Segundo o MST, a mobilização faz parte da Jornada Nacional de Luta em Defesa da Reforma Agrária e ocorre no contexto dos 30 anos do Massacre de Eldorado dos Carajás. O movimento afirma que a área ocupada, com mais de 4 mil hectares, seria de origem pública e estaria em disputa, sendo utilizada atualmente por empresas ligadas à monocultura de eucalipto.
O MST sustenta que a ocupação também se baseia em um relatório de fiscalização realizado em 2022 pelo Grupo Especial de Fiscalização Móvel, que identificou trabalhadores em condições degradantes na produção de carvão vegetal. O documento aponta irregularidades como ausência de equipamentos de proteção, falta de acompanhamento médico e consumo de água sem tratamento.

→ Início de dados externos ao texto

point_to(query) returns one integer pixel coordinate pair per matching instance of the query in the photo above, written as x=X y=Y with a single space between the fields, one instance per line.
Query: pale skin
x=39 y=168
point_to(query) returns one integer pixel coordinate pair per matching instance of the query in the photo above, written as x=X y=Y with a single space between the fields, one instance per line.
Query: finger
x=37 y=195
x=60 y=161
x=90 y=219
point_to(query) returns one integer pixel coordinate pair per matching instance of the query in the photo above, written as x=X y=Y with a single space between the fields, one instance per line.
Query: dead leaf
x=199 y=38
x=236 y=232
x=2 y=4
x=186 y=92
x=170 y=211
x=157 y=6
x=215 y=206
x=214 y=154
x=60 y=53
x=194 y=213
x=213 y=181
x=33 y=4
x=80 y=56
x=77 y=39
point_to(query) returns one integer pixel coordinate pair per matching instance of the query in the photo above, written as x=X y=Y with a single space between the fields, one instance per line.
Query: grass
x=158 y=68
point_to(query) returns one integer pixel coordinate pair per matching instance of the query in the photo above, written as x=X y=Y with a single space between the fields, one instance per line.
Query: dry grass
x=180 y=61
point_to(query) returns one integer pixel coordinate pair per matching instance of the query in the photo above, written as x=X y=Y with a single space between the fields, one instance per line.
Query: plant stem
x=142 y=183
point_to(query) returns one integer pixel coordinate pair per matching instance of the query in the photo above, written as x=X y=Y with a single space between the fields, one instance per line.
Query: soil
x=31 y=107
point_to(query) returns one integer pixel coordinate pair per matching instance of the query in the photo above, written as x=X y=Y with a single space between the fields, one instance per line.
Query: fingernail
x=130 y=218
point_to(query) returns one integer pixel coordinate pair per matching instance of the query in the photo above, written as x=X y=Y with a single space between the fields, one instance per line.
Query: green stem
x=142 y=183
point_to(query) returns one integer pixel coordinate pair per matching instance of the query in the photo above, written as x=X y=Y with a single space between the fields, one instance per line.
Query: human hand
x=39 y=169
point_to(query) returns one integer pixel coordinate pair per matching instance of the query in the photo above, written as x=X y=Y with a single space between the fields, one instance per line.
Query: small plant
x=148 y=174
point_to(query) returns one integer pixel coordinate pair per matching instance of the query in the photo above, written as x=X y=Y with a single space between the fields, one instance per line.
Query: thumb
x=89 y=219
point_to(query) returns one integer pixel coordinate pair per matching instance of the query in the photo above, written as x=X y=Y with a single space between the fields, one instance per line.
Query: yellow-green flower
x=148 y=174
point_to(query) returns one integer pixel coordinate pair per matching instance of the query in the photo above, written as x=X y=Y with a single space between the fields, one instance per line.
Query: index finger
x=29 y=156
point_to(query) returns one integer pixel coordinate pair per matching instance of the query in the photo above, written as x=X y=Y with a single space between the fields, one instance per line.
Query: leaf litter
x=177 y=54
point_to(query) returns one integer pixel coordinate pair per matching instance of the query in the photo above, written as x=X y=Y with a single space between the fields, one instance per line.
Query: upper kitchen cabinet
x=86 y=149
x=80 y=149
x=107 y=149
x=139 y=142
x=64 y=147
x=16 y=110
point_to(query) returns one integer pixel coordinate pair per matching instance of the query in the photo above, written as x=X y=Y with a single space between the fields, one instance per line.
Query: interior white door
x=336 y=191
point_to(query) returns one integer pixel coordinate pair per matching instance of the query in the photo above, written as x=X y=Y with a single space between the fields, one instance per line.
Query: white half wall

De acordo com o movimento, as irregularidades teriam sido atribuídas a empresas que atuam na área, com modelo de trabalho baseado na produtividade e sem garantia de direitos trabalhistas. A organização defende que, diante desse cenário, a área poderia ser destinada à reforma agrária, com base no artigo 243 da Constituição Federal.
Por outro lado, a Polícia Militar do Tocantins informou que foi acionada para averiguar uma possível ocorrência de esbulho possessório. No local, os policiais constataram a presença de diversas pessoas em uma área considerada privada.
A corporação destacou que a ação não ocorreu por cumprimento de ordem judicial de reintegração de posse, mas sim diante de uma situação de possível flagrante. Seis pessoas foram conduzidas à delegacia da Polícia Civil do Tocantins, em Araguaína, onde foram ouvidas e posteriormente liberadas.
A PM afirmou ainda que a atuação ocorreu dentro dos limites legais e sem registro de uso excessivo da força, ressaltando que não compete à instituição decidir sobre disputas fundiárias, mas agir diante de indícios de infração penal.
O caso segue sob investigação e evidencia a complexidade dos conflitos agrários na região, envolvendo questões fundiárias, trabalhistas e sociais que ainda aguardam definição por parte dos órgãos competentes.